According to our expectations, the central bank – if everything goes according to plan – will merge the base rate and the effective rate at 13% at its September rate-setting meeting. This would mean a series of 'copy-paste' decisions based on the May moves. In accordance with this merging, the interest rate corridor with a width of 300 basis points that existed before mid-October will also be restored. This would translate into an interest rate corridor with the repo rate at 15.5% and the depo rate at 12.5%.
Looking further down the road, before the first cut to the base rate (which we see in December 2023), we give a significant chance to have another indicative or symbolic decision, which will precede the actual base rate cut: making the interest rate corridor symmetrical again around the base rate a month before the cut to the base rate.
Our market views
After the end of the press conference, we found the IRS curve significantly lower especially at the short end resulting in a significant bull steepening. The steeper and lower curve has been our view since Deputy Governor Virág's interview in mid-April when the start of monetary policy normalisation was signalled, and we believe this will be the story for the months ahead. We will see the dust settling in the coming days and the release of inflation in two weeks should confirm the NBH's commitment to continued normalisation, as lowering inflation will help to preserve or improve financial market stability. Looking at 2-10y spreads across the region, we see that Hungary still has a large gap to close. Moreover, at the long end of the curve rates are facing upward pressures from the current wave of global hawkishness.
On the Hungarian government bond (HGBs) side, although the fiscal side poses some risks, as in the rest of the CEE region, the funding seems fully under the control of the debt agency. The increased issuance of HGBs in recent weeks has almost closed the gap between Hungary and the CEE region, covering about 41% of the planned issuance. Together with retail and FX issuance, we thus estimate that the agency has secured roughly 57% of this year's total needs. This, in our view, will thus allow HGBs to rally further when pressure from core rates eases.
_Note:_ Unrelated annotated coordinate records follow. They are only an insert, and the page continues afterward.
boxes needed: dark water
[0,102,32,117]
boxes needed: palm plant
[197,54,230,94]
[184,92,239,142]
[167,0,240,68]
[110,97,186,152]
The Hungarian forint remains unsurprisingly on the weaker side after the NBH press conference, but remained close to earlier levels, suggesting that the market is satisfied with the pace of monetary policy normalisation. The EUR/HUF level will thus continue to allow the central bank to continue in this direction. We continue to see a working framework for the coming weeks in the 370-380 EUR/HUF range and believe that the market will use the current weaker levels as a new entry point to build positions in the forint to benefit from still very attractive carry. Moreover, given the rather pessimistic market expectations, we see potential upside risks on the EU funds side of the story. Overall, we thus expect EUR/HUF to move rather below 375 EUR/HUF and if we see positive surprises, we may even return to 370 but we see a more significant move below this level only later this year.